Assembleia dribla manifestantes e aprova projeto da terceirização

A Assembleia Legislativa do Paraná (Alep) aprovou hoje, em primeira e segunda discussões, o polêmico projeto do Poder Executivo que permite ao governo do Paraná repassar a Organizações Sociais (OSs) serviços que são de responsabilidade do Estado. A aprovação, porém, só foi possível após a saída da Casa de cerca de 250 estudantes e sindicalistas, que se manifestavam contra a proposta e tomaram o plenário por mais de quatro horas. A última vez que manifestantes invadiram o plenário da Assembleia para protestar contra uma votação foi em 2001, na tentativa de vender a Copel. Por mais de quatro horas, os manifestantes ficaram acampados no plenário, sentados nas poltronas destinadas aos deputados. Por volta de 21 horas, percebendo a resistência dos estudantes e sindicalistas, os deputados governistas decidiram driblar a manifestação.
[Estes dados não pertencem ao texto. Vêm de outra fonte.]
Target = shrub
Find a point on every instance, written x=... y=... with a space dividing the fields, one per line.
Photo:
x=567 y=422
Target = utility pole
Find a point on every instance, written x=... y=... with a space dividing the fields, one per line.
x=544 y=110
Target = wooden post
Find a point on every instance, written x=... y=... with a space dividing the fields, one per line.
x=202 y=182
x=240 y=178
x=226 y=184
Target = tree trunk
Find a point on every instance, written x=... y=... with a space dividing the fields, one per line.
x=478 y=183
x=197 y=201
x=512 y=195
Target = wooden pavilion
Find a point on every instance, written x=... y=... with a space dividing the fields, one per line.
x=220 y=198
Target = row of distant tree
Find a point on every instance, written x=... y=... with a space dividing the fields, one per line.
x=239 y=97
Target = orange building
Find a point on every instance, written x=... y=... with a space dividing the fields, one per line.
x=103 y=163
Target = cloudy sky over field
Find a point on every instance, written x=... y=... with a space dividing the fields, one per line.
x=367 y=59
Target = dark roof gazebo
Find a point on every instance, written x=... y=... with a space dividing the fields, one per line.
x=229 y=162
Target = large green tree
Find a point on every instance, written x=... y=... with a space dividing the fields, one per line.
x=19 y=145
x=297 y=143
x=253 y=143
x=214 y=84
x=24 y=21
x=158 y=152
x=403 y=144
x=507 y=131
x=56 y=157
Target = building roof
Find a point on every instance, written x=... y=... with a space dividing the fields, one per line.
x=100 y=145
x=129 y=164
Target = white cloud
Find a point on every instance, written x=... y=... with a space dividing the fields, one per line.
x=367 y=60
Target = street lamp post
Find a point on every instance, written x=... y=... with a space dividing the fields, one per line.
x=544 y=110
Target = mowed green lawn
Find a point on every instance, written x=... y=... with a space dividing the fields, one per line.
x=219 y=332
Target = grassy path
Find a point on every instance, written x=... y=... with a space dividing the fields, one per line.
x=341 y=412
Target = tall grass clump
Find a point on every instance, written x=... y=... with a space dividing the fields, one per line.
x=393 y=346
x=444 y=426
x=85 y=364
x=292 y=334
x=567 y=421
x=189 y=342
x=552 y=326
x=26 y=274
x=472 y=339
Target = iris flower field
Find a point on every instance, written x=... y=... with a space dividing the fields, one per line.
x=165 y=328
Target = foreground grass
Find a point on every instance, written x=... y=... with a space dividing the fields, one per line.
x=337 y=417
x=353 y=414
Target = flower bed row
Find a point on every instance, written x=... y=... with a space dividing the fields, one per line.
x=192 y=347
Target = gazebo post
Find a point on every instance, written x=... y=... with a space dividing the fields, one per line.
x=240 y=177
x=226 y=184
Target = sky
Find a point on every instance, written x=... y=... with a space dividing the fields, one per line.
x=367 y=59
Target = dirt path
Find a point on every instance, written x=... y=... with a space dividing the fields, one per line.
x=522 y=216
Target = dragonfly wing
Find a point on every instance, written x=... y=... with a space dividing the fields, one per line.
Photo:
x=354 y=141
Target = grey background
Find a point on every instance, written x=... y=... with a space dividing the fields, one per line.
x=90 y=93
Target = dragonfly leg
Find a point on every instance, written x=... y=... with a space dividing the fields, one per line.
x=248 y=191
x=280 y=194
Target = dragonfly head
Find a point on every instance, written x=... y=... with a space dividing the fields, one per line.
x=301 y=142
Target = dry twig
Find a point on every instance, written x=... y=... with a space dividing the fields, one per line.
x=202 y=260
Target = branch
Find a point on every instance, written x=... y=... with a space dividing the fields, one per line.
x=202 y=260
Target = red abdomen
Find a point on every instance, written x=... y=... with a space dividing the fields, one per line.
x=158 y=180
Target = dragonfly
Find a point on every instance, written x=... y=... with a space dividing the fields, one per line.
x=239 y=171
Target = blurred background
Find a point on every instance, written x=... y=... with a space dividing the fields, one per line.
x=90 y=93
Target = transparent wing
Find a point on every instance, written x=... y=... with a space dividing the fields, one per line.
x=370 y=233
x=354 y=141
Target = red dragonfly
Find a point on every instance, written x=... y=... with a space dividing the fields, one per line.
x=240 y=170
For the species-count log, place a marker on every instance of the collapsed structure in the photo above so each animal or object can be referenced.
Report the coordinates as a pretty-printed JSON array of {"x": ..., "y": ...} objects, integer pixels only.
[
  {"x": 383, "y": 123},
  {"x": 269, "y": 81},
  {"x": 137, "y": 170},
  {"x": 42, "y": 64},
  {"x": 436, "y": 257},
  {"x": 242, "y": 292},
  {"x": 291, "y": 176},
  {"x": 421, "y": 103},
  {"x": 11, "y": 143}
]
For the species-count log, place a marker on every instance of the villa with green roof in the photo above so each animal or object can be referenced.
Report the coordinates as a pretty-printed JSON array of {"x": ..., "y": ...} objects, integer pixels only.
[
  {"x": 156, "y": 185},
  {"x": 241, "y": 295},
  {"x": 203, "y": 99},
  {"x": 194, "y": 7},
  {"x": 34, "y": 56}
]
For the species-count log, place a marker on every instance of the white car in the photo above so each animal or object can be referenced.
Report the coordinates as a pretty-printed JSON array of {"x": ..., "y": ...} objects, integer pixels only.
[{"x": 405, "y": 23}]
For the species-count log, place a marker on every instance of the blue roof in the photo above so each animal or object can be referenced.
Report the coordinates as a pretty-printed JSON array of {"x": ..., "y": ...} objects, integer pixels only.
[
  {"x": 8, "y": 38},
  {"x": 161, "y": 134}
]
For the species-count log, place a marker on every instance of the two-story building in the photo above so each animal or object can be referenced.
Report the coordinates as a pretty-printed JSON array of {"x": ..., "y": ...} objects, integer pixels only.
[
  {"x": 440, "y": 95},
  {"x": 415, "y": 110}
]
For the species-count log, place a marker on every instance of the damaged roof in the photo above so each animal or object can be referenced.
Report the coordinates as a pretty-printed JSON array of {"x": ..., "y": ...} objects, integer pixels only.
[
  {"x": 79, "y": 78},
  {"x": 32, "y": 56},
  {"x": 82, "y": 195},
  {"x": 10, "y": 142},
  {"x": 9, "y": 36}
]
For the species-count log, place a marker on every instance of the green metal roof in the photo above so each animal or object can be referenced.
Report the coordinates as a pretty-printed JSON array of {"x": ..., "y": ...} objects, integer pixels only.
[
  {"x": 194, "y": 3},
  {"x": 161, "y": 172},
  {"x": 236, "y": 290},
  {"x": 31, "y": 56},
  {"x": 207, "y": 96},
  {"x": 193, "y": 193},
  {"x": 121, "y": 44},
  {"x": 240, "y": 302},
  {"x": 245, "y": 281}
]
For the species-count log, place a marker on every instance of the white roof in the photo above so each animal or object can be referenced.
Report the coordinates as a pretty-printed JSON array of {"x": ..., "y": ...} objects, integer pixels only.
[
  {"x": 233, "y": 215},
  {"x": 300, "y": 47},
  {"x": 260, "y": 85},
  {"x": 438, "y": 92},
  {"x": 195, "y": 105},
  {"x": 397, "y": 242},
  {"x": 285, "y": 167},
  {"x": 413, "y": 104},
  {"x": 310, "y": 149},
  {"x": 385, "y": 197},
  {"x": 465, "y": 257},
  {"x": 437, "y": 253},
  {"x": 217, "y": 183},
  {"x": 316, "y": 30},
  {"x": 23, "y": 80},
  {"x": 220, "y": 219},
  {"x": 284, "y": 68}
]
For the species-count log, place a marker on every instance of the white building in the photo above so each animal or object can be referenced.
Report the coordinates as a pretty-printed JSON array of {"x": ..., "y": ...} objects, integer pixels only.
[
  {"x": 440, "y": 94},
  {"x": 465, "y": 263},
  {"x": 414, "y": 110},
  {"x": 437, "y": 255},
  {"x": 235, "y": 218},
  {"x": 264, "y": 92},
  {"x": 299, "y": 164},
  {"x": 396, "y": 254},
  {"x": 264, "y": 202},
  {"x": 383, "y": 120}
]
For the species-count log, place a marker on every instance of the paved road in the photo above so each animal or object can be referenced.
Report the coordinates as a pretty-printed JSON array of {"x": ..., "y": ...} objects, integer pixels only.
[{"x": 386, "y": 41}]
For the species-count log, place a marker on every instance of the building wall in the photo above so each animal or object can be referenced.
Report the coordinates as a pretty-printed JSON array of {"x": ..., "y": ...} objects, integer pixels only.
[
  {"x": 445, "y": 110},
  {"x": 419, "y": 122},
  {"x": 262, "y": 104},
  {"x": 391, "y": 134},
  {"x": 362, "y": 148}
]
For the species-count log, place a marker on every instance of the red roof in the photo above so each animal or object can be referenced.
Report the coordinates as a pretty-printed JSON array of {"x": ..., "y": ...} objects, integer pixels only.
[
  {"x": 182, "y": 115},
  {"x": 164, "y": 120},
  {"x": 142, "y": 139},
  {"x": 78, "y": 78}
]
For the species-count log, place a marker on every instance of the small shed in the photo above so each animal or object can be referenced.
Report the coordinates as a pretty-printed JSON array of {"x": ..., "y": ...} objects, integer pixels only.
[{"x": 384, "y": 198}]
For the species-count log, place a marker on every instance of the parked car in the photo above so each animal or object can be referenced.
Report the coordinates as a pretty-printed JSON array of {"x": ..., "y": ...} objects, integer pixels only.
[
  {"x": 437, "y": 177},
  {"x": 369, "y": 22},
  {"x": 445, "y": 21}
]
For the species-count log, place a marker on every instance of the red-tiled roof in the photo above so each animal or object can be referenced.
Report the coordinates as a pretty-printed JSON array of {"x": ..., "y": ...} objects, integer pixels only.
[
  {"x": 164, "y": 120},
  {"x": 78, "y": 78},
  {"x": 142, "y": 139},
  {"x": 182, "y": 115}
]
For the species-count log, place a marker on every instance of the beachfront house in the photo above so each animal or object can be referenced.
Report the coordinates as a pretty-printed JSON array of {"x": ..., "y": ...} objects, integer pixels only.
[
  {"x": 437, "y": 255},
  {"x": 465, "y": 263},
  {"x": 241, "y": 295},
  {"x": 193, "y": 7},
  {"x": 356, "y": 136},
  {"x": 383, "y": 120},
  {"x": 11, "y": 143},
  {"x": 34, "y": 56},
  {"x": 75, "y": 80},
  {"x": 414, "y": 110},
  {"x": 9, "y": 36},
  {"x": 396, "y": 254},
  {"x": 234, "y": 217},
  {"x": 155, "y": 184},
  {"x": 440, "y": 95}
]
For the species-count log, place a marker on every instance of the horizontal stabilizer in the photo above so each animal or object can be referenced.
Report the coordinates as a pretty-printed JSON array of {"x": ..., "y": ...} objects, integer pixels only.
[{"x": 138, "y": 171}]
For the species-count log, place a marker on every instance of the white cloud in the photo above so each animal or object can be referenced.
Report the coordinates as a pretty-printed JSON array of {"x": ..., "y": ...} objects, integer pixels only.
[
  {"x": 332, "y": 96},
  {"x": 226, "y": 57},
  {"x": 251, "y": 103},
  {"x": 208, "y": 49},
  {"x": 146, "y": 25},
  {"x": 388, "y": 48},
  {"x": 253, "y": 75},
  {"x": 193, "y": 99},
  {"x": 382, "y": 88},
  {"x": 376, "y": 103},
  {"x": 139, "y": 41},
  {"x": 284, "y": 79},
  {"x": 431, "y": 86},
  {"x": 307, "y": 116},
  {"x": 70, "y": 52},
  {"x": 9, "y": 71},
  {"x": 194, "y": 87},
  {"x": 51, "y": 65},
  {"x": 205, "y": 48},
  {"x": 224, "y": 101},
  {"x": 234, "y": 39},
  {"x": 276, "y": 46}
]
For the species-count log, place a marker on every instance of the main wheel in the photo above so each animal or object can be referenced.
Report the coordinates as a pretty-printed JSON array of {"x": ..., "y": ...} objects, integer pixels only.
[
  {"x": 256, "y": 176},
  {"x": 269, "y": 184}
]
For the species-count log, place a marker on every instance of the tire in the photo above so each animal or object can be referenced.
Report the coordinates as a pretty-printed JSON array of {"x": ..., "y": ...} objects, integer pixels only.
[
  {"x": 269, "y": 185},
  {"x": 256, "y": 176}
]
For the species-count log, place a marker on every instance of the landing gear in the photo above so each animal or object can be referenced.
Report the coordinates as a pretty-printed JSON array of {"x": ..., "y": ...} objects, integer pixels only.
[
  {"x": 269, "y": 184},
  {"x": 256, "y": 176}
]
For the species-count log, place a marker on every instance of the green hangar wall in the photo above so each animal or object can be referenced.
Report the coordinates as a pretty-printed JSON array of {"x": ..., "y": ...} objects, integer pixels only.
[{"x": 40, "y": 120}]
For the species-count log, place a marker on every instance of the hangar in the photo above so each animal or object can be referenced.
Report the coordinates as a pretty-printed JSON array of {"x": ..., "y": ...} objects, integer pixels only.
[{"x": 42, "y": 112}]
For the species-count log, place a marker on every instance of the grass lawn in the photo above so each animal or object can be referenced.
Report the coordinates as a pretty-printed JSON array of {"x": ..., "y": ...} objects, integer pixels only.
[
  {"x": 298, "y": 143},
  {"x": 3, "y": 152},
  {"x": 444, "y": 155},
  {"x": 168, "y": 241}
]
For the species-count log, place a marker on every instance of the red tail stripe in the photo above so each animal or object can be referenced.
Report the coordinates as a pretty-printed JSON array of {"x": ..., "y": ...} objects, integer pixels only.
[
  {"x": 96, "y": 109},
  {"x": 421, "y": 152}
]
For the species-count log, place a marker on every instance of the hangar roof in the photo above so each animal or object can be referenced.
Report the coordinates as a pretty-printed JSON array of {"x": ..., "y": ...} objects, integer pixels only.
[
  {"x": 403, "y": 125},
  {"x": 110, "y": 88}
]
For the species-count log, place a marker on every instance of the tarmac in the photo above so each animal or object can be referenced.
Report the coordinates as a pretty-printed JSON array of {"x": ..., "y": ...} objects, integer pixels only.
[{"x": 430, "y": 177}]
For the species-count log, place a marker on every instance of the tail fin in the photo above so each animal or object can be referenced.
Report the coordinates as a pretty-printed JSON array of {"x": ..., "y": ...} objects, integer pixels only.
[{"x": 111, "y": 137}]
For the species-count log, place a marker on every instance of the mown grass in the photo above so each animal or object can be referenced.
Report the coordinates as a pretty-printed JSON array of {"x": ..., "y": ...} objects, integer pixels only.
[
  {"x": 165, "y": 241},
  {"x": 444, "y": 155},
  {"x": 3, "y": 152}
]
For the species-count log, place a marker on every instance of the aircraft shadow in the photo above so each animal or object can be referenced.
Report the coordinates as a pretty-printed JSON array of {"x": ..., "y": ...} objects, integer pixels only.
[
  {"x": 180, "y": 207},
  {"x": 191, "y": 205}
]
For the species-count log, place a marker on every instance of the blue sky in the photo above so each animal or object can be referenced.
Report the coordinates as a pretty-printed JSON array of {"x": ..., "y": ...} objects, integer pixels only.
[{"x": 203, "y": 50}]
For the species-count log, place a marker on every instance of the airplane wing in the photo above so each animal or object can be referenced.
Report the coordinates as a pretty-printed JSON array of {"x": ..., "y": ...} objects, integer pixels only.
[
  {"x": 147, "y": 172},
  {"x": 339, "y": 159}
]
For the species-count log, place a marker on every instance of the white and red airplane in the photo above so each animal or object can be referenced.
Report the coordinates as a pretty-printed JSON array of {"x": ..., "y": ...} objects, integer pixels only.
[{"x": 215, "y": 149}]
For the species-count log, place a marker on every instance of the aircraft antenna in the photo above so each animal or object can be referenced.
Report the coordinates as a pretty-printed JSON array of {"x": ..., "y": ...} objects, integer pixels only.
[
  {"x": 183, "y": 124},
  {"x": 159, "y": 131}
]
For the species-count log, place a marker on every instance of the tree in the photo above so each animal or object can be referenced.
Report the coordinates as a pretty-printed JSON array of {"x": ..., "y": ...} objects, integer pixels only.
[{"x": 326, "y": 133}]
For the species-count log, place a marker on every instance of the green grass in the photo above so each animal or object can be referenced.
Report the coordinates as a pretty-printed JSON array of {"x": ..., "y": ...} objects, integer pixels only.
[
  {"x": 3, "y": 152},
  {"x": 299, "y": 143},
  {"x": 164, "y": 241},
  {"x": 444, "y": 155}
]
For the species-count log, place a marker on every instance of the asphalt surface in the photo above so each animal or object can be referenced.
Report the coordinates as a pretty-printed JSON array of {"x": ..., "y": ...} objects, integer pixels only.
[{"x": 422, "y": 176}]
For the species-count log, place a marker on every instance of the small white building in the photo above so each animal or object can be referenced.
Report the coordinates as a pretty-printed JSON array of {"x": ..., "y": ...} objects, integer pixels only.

Os parlamentares entraram em consenso e decidiram mudar o local da votação para o Plenarinho – medida prevista no regimento interno da Assem­bleia. Diante da manobra, os invasores deixaram o Legislativo de mãos dadas, aos gritos de “ão, ão, ão, não à privatização”. Ao reabrir a sessão, o presidente da Casa, Valdir Rossoni (PSDB), agradeceu aos parlamentares. “Agimos com o equilíbrio necessário para não precisarmos usar a força policial para tirar os invasores do plenário. Houve consenso na decisão, prevalece a democracia e a liberdade para o bem da imagem da Casa.”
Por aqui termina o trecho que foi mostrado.